Unless there is a customs arrangement that works for manufacturing, there is not an arrangement that works for manufacturing. The Government last night voted down an amendment to say, “If we cannot make something else work, we will have a customs union.” So if this does not work, there is nothing for manufacturing. Equally, if this does not work, there is nothing for Northern Ireland.

The Secretary of State shakes his head, but if this does not work, what is the plan? If he wants to intervene, that is fine. If this plan does not work—if this facilitated customs arrangement is not acceptable—the default, according to the Government, is not a customs union. What is the plan?

Dominic Raab This model will work. I gently say this to the right hon. and learned Gentleman: if he cared about it that much, why did the Labour party go into the last election committed to having an independent trade policy, which can only mean leaving the customs union?

Keir Starmer I really do not like the Secretary of State saying, “if he cared about it that much”. The suggestion that we are not both engaging in a difficult analysis of the White Paper with the interests of our country at heart is not fair. I care about this greatly, because without the right arrangement, I genuinely believe that manufacturing in this country will be at risk. Having worked in Northern Ireland for five years, I genuinely believe that, without a working arrangement, the solemn commitment to no hard border in Northern Ireland may not be kept. It is really serious, and point scoring about whether one is serious about it or not does not help; doing so demeans the Secretary of State in his role. It is not the way to conduct such debates.

It is not just the manufacturing sector; the White Paper’s proposals on services reveal a huge black hole. Likewise, the proposals on rights and protections are simply inadequate. On social rights, employment rights and environmental rights, there is a non-regression approach: we will not necessarily keep up and we will not necessarily improve, but things will not necessarily get worse.

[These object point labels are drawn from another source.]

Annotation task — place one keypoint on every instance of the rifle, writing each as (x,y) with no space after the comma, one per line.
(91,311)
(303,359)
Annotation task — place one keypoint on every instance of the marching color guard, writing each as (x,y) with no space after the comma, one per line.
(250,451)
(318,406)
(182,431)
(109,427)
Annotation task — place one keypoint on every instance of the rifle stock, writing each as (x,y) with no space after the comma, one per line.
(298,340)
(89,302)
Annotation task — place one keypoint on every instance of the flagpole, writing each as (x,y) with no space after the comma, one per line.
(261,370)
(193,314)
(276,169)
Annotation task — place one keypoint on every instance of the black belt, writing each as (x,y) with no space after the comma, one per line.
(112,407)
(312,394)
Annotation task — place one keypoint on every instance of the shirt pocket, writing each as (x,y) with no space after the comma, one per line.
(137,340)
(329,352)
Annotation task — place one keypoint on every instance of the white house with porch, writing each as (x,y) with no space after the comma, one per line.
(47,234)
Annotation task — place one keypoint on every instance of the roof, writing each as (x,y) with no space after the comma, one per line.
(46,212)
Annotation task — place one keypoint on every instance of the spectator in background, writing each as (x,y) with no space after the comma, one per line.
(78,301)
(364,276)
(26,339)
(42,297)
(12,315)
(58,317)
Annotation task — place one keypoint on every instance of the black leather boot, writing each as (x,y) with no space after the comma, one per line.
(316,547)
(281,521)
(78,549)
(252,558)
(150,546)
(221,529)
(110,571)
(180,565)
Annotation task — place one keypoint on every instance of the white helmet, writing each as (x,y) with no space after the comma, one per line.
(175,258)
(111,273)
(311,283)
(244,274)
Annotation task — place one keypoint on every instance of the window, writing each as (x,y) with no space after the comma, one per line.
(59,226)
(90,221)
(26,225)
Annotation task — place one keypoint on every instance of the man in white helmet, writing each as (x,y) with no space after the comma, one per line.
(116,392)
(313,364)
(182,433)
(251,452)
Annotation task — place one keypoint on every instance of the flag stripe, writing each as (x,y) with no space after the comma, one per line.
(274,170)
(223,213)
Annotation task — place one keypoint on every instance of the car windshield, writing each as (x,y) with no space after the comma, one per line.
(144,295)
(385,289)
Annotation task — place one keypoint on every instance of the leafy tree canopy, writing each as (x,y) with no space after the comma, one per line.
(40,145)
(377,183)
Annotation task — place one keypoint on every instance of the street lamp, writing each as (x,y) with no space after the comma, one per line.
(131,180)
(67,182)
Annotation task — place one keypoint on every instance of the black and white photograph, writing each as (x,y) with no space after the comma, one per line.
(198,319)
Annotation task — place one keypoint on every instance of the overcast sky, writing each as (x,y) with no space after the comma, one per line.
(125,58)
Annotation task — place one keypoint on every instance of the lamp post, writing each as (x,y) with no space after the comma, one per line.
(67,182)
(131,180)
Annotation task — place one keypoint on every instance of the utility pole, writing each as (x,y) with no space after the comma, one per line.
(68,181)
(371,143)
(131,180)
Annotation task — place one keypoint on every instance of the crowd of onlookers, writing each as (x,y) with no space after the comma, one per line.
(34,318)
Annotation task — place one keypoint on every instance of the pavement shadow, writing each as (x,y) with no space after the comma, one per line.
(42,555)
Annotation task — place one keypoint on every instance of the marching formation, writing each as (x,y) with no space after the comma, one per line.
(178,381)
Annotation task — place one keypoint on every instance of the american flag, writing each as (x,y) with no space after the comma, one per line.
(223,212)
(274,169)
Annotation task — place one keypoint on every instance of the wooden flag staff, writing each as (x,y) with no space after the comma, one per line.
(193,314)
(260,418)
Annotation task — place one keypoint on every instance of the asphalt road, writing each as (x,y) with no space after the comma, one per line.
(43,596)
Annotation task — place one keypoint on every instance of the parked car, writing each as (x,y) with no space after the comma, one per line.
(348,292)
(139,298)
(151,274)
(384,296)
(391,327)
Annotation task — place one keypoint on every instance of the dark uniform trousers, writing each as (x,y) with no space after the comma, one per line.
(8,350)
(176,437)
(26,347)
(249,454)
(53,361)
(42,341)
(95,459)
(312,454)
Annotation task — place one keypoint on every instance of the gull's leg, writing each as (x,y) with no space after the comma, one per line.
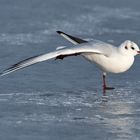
(105,87)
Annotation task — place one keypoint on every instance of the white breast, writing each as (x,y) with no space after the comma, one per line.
(112,64)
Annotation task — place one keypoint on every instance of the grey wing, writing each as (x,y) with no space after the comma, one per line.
(60,54)
(72,39)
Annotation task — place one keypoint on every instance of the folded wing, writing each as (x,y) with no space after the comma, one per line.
(59,54)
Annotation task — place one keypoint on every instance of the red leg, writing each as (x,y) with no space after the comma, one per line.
(105,87)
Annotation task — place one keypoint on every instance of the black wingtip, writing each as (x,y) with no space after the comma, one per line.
(59,32)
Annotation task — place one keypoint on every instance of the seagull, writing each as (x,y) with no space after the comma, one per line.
(108,58)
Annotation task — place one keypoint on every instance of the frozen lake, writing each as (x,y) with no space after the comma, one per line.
(62,100)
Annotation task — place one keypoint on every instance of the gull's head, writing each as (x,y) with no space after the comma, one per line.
(129,48)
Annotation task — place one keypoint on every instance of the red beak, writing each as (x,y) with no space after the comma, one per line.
(138,52)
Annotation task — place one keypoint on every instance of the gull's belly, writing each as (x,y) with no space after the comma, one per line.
(111,64)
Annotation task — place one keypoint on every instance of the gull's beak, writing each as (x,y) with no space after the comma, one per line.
(138,52)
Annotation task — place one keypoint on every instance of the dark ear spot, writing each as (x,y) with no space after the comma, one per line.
(132,48)
(126,47)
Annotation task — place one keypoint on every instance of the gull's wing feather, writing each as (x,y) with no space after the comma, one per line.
(59,54)
(72,39)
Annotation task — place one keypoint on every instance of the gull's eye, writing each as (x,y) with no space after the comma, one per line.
(132,48)
(126,47)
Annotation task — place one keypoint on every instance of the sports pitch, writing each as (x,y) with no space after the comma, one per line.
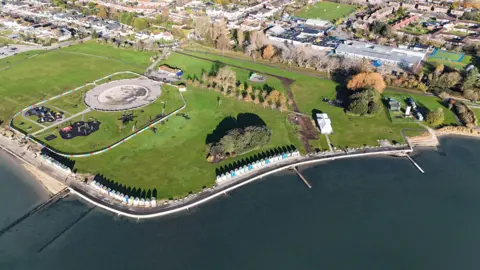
(326,11)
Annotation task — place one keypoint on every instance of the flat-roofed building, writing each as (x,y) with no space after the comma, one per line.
(384,54)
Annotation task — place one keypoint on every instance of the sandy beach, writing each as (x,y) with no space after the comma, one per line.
(48,177)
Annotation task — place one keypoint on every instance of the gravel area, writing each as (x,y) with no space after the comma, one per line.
(123,95)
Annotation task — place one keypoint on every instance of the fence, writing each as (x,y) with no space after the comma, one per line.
(103,150)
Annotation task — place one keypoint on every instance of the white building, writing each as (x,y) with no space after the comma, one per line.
(317,23)
(384,54)
(324,123)
(163,36)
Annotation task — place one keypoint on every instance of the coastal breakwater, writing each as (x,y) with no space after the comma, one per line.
(219,190)
(44,176)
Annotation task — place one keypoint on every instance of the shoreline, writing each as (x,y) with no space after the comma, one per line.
(86,193)
(143,213)
(47,181)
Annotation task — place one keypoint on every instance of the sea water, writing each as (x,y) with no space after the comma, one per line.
(363,213)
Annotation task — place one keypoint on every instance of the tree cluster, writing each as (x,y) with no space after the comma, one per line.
(238,141)
(366,100)
(466,116)
(225,80)
(470,88)
(435,117)
(365,80)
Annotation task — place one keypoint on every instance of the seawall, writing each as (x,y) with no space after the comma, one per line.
(222,190)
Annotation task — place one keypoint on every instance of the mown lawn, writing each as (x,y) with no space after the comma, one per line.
(427,103)
(173,160)
(326,11)
(7,61)
(349,130)
(49,74)
(126,55)
(111,127)
(74,103)
(194,67)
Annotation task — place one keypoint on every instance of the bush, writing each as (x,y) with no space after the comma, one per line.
(240,140)
(466,116)
(436,117)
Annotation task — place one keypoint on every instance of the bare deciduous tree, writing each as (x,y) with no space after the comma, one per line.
(240,39)
(223,43)
(226,78)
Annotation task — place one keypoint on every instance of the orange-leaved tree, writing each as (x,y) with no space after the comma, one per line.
(367,80)
(268,52)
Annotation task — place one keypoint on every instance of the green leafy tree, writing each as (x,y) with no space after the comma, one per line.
(470,79)
(436,117)
(140,23)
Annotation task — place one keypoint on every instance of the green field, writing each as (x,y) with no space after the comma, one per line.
(49,74)
(450,59)
(111,129)
(326,11)
(349,130)
(194,67)
(128,56)
(173,160)
(425,103)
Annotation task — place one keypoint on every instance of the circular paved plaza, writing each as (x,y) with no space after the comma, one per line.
(123,95)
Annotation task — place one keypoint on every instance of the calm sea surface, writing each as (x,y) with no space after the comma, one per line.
(374,213)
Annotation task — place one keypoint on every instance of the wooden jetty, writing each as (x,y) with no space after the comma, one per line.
(301,177)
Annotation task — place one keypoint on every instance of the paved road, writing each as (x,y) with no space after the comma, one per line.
(46,50)
(310,74)
(61,122)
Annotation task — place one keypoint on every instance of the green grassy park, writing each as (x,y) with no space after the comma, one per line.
(425,103)
(111,128)
(172,158)
(451,59)
(194,67)
(329,11)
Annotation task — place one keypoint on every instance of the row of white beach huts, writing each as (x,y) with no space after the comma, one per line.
(55,163)
(130,201)
(228,176)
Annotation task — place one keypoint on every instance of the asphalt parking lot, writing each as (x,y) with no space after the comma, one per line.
(10,50)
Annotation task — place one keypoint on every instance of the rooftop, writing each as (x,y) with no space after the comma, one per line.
(379,52)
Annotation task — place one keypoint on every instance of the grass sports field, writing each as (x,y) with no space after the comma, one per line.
(326,11)
(427,103)
(172,159)
(194,67)
(454,60)
(308,92)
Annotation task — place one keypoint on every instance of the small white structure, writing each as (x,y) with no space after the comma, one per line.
(324,123)
(317,23)
(408,110)
(419,116)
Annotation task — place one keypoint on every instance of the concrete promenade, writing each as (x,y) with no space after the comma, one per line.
(85,192)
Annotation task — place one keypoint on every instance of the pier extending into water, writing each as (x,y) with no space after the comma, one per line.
(52,199)
(414,163)
(301,177)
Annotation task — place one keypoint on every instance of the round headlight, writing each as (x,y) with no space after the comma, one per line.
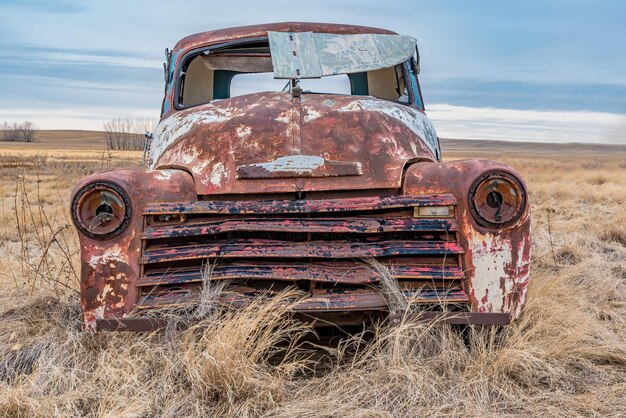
(497,199)
(101,210)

There is no clarity on the role of the European Court of Justice. [Interruption.] The Secretary of State says, “It ends”, but it clearly does not end. The European Court has two different primary jurisdictions: first, dispute settlement; and secondly, reference. That is the jurisdiction that it has had, as he very well knows, with his experience. The second of those is being preserved for everything in the common rulebook. That is why it has caused such difficulty within his own party. The jurisdiction of the Court would exist on reference procedure for that wide range of issues, and he well knows it. It will operate, I should imagine, in precisely the same way that it operates now. That is, there will be a reference to the Court, the Court will decide the question before it, it will give a ruling and an interpretation, and that interpretation will be binding, because if it is not, there is no point in that reference procedure, as he knows.

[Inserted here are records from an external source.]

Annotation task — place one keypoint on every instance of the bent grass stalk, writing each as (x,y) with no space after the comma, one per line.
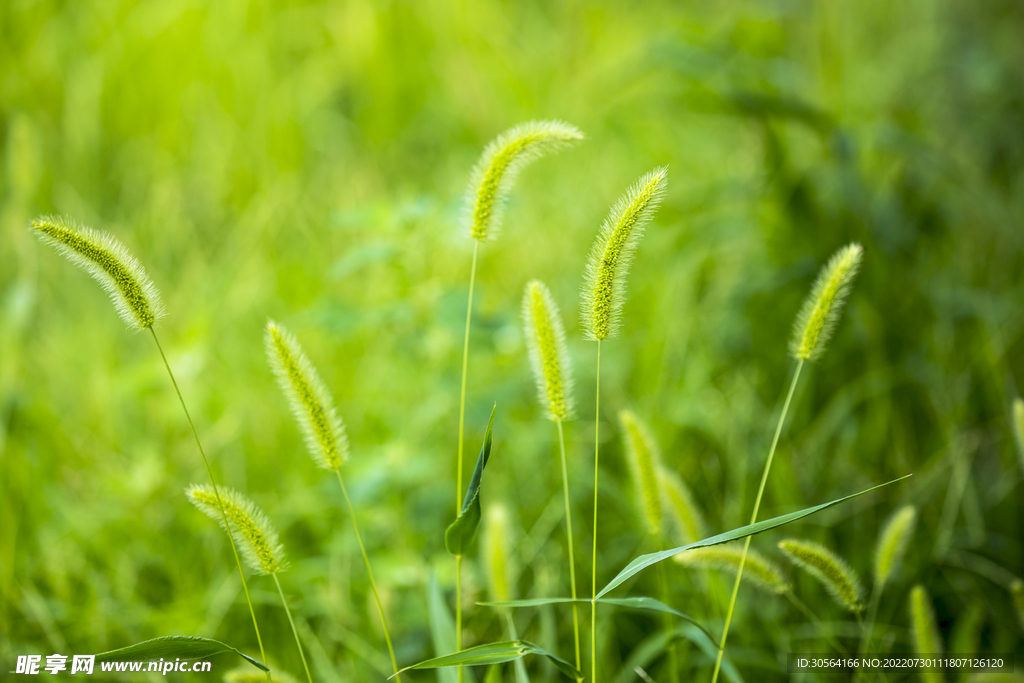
(325,432)
(489,184)
(602,297)
(137,302)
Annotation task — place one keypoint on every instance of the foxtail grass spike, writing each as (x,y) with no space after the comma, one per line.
(927,640)
(308,396)
(682,508)
(892,544)
(832,570)
(604,281)
(501,163)
(823,305)
(645,464)
(248,525)
(110,263)
(546,340)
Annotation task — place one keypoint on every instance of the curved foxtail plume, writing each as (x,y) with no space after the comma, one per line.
(247,524)
(110,263)
(501,163)
(823,305)
(546,340)
(604,281)
(308,396)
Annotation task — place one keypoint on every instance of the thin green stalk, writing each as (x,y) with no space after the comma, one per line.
(568,531)
(462,431)
(294,632)
(220,504)
(593,573)
(370,572)
(754,518)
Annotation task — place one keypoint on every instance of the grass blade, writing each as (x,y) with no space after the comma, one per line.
(644,561)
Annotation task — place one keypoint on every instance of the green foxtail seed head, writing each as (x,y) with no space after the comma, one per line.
(892,544)
(838,577)
(249,526)
(546,340)
(682,509)
(110,263)
(307,394)
(608,263)
(823,305)
(495,551)
(645,463)
(926,633)
(501,163)
(758,569)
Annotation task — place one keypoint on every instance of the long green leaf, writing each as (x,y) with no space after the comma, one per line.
(496,653)
(644,561)
(169,647)
(633,603)
(462,531)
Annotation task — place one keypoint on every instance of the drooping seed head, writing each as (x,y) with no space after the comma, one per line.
(501,163)
(832,570)
(758,569)
(308,396)
(892,544)
(822,307)
(604,280)
(546,340)
(926,633)
(251,528)
(645,464)
(682,508)
(110,263)
(495,551)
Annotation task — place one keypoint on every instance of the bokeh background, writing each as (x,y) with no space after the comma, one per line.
(306,162)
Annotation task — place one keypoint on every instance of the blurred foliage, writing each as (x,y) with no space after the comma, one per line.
(307,162)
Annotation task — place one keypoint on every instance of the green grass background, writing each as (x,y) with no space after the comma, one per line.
(306,162)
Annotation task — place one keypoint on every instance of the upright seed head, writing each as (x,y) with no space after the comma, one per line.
(823,305)
(501,163)
(110,263)
(926,633)
(757,569)
(546,340)
(832,570)
(645,463)
(682,508)
(892,544)
(308,396)
(604,280)
(247,524)
(495,550)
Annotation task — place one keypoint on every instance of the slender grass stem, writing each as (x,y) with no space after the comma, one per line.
(462,433)
(220,503)
(292,622)
(370,572)
(593,572)
(754,518)
(568,532)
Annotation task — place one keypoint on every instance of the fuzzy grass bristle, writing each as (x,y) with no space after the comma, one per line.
(308,396)
(832,570)
(892,544)
(758,569)
(604,282)
(645,464)
(251,528)
(501,163)
(822,307)
(110,263)
(548,354)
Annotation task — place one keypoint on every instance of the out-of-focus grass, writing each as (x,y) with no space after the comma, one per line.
(307,163)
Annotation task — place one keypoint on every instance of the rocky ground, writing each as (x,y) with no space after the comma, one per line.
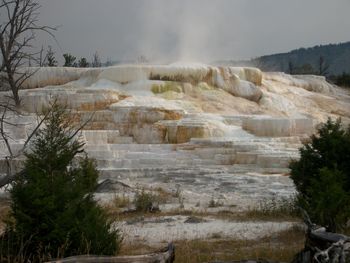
(210,144)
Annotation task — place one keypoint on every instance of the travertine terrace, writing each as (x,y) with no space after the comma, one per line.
(214,132)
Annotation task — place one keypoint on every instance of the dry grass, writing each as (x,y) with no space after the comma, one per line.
(279,247)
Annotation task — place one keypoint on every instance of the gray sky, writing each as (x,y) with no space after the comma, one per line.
(193,30)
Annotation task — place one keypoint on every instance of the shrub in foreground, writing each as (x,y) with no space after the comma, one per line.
(322,176)
(53,211)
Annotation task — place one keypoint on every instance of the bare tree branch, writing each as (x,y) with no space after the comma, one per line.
(17,33)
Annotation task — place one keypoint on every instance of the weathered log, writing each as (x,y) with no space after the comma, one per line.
(165,256)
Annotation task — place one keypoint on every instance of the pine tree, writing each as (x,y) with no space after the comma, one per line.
(83,63)
(52,202)
(50,56)
(322,176)
(69,60)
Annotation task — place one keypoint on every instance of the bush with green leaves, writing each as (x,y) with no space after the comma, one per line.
(322,176)
(53,209)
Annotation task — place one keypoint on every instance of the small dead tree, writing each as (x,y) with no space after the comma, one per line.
(17,33)
(96,61)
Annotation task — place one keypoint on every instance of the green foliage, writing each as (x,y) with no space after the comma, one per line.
(69,60)
(50,57)
(52,201)
(83,63)
(322,176)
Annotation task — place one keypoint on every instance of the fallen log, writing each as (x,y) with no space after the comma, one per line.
(167,255)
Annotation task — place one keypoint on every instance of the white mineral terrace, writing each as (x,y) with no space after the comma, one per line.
(213,132)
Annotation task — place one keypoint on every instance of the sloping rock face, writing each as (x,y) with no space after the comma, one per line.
(198,126)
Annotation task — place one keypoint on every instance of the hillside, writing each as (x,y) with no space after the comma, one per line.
(337,56)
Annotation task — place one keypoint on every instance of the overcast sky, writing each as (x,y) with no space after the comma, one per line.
(196,30)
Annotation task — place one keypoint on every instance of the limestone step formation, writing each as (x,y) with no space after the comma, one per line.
(227,132)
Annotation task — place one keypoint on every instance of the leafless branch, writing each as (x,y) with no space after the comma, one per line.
(17,33)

Dominic Raab indicated dissent.

Keir Starmer Well, if the Secretary of State is going to suggest that the reference to the Court is for a ruling that is not binding, I will be very interested to hear about it, because there is not much point in referring something to a court for a ruling and then saying, “Well, it’s very nice but we’re not going to apply it.” The whole thing only works if the ruling of the European Court can be binding.

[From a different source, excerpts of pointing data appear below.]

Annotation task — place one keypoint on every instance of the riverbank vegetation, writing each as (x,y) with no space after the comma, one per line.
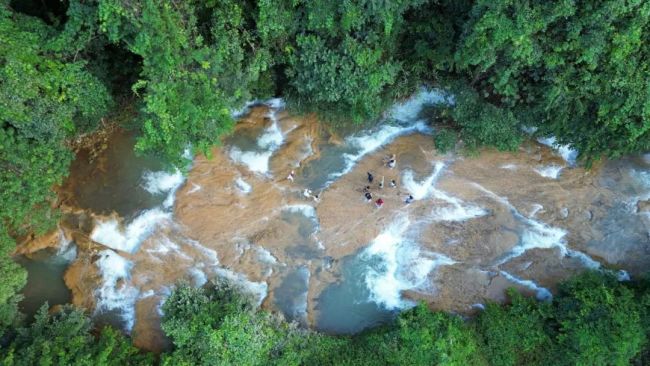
(575,70)
(594,320)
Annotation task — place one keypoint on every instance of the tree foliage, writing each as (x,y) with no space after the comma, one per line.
(576,69)
(64,338)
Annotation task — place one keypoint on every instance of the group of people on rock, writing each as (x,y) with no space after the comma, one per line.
(390,162)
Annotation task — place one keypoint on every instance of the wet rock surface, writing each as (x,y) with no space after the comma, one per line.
(477,225)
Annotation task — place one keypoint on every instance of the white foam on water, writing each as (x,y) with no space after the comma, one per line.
(623,276)
(586,260)
(275,103)
(478,306)
(198,277)
(270,140)
(641,178)
(565,151)
(110,234)
(257,162)
(646,158)
(424,188)
(368,141)
(243,186)
(549,171)
(167,247)
(410,109)
(238,113)
(402,266)
(537,235)
(195,188)
(147,293)
(211,254)
(306,210)
(301,308)
(115,293)
(163,182)
(272,137)
(536,208)
(458,210)
(265,256)
(257,289)
(542,294)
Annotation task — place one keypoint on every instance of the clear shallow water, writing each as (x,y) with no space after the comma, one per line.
(345,307)
(291,296)
(117,183)
(371,282)
(45,282)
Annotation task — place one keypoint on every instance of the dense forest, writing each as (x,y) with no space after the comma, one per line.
(575,70)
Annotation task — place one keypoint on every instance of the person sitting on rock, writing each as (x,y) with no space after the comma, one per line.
(391,163)
(368,196)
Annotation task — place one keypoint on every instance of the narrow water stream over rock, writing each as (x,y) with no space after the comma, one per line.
(476,225)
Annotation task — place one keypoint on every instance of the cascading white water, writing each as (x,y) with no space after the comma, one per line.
(401,266)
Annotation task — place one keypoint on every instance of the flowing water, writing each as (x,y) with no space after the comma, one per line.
(476,225)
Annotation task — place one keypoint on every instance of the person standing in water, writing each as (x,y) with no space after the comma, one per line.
(379,203)
(368,196)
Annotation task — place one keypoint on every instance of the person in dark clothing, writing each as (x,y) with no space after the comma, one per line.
(368,196)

The proposal for the labour mobility framework says things about business trips and tourism, but is completely silent on the terms under which EU citizens will be able to live and work in the UK and UK citizens in the EU.

The grim reality is this: it has taken two years to get to this point, yet, on analysis, there is nothing there—or, more accurately, there is nothing that the warring Conservative party can agree on. The Prime Minister’s plan is exposed as unworkable and unacceptable to her own party, but she cannot move forward, as Monday night showed, and she cannot move backwards, as last ​night showed. That is not taking back control; it is no control—stalemate. But the country cannot keep paying the price for these divisions in the Conservative party. We need a Brexit plan that can unite the country and protect jobs and the economy, and I am sorry to say that this White Paper is not it.